UAB/Ulaştırma ve Altyapı Bakanlığı’nın amatör denizcilikle ilgili sınav ve diğer uygulamalarını birçok yazıda eleştirmiştim. Bakanlık, araştırmacıların 2020’de ele aldığı “1 Milyon Amatör Denizci Projesi” kapsamında başlattığı ve 2018-2023 arasında uyguladığı bu sınav sisteminden 2023’te vazgeçti. Bakanlığın savrulmalarının görülmesi için sınav sisteminin yaklaşık son 20 yılını hatırlatmakla yetinelim:
•2005-2013: ADF’ye yetki devri ile sınavların ilk defa çevrimiçi (on-line) yapıldığı dönem.
•2014-2018: ADES/Amatör Denizci Eğitim Sistemi ile “pratik eğitim iddiası” dönemi.

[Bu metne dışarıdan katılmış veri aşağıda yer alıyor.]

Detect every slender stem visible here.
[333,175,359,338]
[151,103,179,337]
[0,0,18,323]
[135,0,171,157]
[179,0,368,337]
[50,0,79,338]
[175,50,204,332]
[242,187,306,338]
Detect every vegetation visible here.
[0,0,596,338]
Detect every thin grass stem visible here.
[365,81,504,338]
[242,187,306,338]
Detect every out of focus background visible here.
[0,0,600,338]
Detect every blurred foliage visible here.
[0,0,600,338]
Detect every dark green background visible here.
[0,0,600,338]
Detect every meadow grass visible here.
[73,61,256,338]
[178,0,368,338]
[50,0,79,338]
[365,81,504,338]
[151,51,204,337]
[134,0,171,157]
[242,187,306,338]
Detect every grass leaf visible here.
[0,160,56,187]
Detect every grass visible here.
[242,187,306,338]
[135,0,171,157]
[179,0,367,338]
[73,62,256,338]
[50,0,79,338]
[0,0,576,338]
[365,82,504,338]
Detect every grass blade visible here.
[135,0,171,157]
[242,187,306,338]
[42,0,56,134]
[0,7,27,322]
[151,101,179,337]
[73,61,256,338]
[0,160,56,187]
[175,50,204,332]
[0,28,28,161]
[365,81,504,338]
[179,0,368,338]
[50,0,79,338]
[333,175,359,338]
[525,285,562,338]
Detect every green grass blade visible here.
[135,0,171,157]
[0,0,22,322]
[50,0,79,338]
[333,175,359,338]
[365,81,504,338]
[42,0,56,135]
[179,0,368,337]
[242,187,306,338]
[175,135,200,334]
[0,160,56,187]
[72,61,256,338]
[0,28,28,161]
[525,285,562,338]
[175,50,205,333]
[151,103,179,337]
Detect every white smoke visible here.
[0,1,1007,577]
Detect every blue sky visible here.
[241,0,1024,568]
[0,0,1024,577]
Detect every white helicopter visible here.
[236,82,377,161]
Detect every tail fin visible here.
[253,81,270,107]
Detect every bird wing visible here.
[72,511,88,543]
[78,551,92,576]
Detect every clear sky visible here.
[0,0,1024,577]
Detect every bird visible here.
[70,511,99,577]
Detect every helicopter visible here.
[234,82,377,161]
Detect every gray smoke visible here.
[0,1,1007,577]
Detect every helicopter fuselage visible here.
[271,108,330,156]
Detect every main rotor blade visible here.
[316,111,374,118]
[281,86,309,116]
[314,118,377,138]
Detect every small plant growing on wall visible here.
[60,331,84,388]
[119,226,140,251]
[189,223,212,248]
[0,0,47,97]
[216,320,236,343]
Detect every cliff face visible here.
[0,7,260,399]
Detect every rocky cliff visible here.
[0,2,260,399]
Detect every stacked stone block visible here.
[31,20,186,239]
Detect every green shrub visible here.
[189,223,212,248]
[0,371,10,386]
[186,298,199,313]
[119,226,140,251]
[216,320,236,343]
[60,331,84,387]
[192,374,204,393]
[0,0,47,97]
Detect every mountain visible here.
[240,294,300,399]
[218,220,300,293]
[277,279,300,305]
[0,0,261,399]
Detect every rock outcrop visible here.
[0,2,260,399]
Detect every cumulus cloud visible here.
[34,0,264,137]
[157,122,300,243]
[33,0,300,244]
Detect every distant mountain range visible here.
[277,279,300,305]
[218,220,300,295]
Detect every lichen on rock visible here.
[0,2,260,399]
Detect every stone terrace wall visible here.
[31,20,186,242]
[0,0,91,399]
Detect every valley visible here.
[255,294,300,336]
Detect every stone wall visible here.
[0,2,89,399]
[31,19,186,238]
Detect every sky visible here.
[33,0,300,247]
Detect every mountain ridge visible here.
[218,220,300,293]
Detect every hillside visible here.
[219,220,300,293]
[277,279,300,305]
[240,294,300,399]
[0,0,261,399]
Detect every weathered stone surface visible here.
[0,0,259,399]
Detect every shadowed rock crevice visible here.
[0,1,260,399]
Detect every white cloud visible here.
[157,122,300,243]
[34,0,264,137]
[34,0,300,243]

•2018-2023: Bir Milyon Amatör Denizci Projesi dönemi. (Araştırmacıların ele aldığı dönem)
•2023’ten sonra : Üç aşamalı (internette teorik eğitim/UAB + teknede uygulamalı eğitim/TYF + on-line sınav/UAB) yeni sınav/eğitim dönemi.
“1 Milyon Amatör Denizci Projesi” ile ilgili usülsüzlükleri/yanlışları, belgedeki yazım yanlışlarını ele alan, biri Bakanlığa da gönderilmiş “ADB’de Yeni Aşama: Her Yol Mubah Seferberliği” / “Ulaştırma ve Altyapı Bakanlığı Guinness Rekorlar Kitabı’na Aday…(Olabilir mi?)” gibi ironik başlıklar da taşıyan dört yazı yazmıştım. Eğitim kitapçığı olarak ADED/Amatör Denizci Eğitim Dökümanı’nın kullanıldığı bu projede mevcut mevzuat yok sayılarak, ilan edilen rakama ulaşabilmek adına her yol denendi. Beş senede (2018-2023) %100 sınav başarı oranıyla, yaklaşık 800 bin ADB/Amatör Denizci Belgesi dağıtıldı. Bu projenin ve söz konusu eğitim dökümanının eleştirisini tekrar etmeyeceğim, merak edenler için yazıların linkini buraya bıraktım.
Meraksız araştırmacılar
ADB/Amatör Denizci Belgesi sınavlarını, sınav öncesi katılımı zorunlu eğitimi merkeze alan böyle bir araştırma için doğal olarak ele alınması zorunlu iki başlık var:
1) ADB/Amatör Denizci Belgesi sınav mevzuatı,
2) “Amatör Denizci Eğitim Dökümanı”nda yer alan bilgilerin okunarak, slaytla gösterilerek ya da sınav sonrası toplanmak üzere dağıtılarak yapıldığı zorunlu eğitim.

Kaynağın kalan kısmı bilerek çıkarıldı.